En una república (y en cualquier otra corporación), además
de la relación entre la república y sus súbditos, existe otra
relación: la existente dentro de la propia corporación entre
sus miembros, que no ha de confundirse con el primero y
mucho menos con las relaciones que hay entre los súbditos
de un príncipe y el propio príncipe. Esta confusión ha sido,
para Haller, una de las causas de la Revolución francesa y
del despotismo de esta, pues, al considerarse que todos los
súbditos del rey eran ciudadanos de una corporación
soberana, entonces era lógico que depusiesen al rey, pero a
la vez los impuestos y la conscripción quedaban
justificados, pues lo que antes habría sido una guerra real se
convierte en guerra nacional o popular, en la que deben
participar todos los miembros. Las reglas fundamentales
que rigen en el interior de una sociedad son, según Haller,
las siguientes: 1) nadie debe ser forzado a entrar en una
sociedad; 2) la sociedad o corporación no está obligada a
admitir otros miembros en su círculo contra su voluntad; 3)

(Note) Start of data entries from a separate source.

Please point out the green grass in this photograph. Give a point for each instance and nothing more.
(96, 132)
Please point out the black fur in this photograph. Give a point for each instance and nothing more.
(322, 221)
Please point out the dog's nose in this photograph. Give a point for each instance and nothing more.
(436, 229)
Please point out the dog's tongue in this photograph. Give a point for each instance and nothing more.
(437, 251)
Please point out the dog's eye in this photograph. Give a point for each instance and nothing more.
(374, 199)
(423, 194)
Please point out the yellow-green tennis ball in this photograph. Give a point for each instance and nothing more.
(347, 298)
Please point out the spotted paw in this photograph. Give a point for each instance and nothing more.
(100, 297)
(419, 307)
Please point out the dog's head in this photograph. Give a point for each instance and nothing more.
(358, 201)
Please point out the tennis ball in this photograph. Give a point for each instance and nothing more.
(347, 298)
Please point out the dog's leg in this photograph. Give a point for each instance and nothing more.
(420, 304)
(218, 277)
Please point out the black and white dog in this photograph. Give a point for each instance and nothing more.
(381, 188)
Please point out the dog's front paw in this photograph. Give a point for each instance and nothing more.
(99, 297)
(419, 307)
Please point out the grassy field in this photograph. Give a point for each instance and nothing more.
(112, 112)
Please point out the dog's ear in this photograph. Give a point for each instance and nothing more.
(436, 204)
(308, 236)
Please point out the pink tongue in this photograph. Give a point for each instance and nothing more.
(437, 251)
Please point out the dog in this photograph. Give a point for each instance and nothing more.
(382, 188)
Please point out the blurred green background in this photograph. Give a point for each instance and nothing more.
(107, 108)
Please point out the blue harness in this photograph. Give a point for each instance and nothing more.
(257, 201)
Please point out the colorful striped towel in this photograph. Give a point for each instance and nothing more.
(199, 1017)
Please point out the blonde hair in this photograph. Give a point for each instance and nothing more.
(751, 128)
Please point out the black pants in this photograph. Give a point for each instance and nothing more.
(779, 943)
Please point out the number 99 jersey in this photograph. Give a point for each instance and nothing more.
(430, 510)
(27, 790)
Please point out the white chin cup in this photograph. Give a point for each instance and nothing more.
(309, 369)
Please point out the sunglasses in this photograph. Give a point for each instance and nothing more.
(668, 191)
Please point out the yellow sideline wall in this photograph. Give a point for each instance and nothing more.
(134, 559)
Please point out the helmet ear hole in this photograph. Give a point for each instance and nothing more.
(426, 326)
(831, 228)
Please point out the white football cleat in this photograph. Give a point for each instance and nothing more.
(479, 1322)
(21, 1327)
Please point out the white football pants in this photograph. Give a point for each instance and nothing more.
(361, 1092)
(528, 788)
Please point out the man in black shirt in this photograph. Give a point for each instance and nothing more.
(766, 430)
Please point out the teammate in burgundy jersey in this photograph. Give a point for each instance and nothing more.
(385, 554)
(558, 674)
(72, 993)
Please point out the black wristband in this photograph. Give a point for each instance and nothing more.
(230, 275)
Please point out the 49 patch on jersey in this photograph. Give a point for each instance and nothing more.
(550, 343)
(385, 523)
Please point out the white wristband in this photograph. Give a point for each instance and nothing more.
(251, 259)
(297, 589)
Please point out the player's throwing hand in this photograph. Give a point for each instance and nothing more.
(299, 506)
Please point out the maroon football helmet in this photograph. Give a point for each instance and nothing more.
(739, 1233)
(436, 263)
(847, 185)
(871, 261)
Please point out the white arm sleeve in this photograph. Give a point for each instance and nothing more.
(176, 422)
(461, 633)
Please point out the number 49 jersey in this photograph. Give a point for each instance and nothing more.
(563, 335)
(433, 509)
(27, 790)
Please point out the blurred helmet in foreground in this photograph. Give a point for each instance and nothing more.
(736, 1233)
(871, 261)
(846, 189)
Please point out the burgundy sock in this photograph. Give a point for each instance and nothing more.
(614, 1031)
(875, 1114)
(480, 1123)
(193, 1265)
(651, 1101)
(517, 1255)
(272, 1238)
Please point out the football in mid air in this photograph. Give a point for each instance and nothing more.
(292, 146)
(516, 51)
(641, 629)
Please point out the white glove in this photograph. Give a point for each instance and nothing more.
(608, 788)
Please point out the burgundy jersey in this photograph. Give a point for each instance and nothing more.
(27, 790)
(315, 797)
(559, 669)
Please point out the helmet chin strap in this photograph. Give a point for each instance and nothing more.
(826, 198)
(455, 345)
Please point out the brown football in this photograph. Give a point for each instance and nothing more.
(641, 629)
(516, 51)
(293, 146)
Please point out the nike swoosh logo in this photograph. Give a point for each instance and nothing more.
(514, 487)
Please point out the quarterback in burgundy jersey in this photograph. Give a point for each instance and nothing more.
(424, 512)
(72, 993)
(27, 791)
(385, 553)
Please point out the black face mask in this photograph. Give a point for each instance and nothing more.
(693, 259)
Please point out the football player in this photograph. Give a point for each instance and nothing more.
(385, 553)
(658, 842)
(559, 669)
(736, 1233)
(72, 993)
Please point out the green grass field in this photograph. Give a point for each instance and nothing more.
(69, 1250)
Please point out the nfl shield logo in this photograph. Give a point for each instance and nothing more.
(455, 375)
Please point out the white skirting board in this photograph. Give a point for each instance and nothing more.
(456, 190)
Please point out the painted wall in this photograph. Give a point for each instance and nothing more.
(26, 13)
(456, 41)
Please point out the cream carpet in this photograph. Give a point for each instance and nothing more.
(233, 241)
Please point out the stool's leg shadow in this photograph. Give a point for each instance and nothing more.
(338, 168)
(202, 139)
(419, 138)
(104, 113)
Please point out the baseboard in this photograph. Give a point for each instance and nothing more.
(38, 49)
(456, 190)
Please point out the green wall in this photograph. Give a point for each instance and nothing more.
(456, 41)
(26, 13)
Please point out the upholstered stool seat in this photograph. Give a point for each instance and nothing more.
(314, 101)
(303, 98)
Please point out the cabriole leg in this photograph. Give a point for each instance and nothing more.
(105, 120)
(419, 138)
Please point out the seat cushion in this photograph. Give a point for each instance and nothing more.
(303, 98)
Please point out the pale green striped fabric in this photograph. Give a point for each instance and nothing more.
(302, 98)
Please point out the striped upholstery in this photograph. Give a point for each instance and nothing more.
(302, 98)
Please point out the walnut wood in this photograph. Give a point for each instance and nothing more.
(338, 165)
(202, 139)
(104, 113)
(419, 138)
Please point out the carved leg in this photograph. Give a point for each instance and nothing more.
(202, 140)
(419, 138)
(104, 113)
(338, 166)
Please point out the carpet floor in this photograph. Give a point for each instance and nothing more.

todo miembro tiene derecho a salir de la sociedad
libremente. Todos estos principios fueron violados por la
nueva República francesa:
“Se había concebido, según la errónea doctrina
revolucionaria de nuestros días, la monstruosa idea de
obligar a millones de hombres que vivían en países muy
alejados los unos de los otros, que no se conocían en
absoluto, y que en absoluto tenían necesidades comunes, no
solamente a formar una unión o a estar en contacto
recíproco, sino a formar una sola, es decir en todos los
aspectos una y la misma comunidad, y para llevar al su
colmo la extravagancia, se atrevían incluso a llamar
libertad a esta horrible violencia. Pero la locura acometida
era absolutamente imposible. Aquellas sociedades no
habían sido fundadas con el consentimiento de todos los
miembros, como debe suceder necesariamente en toda
comunidad, sino decretadas ridículamente por la fuerza
(…), por lo tanto, existen solamente sobre el papel, pero no
en la realidad.”
Esto es solamente un esbozo de los puntos más importantes
y relevantes de la filosofía política de Carl Ludwig von
Haller. El interés que puede tener para un libertario y
especialmente para un anarcocapitalista es evidente. Pues el
orden natural que describe Haller es una sociedad
anarcocapitalista, o como dice Hans Hermann Hoppe, una
sociedad de derecho privado, en la que todos los hombres e
instituciones están sujetos a la misma ley. La base del
poder de un príncipe o de una república es precisamente su
propiedad (propiedad que para Haller tiene su origen en la
misma naturaleza y es un derecho que ha de respetarse),
son estados en el sentido halleriano en cuanto que son
propietarios. Se puede objetar con justicia que los monarcas
y repúblicas del antiguo régimen, o al menos la mayoría de
ellos, no eran propietarios legítimos. Pero el mayor interés
que tiene la filosofía política de Haller, en mi opinión, no
está en el pasado, sino en el futuro, en lo que nos puede
decir sobre un hipotético futuro anarcocapitalista, que
podría no ser muy distinto del orden natural de Haller.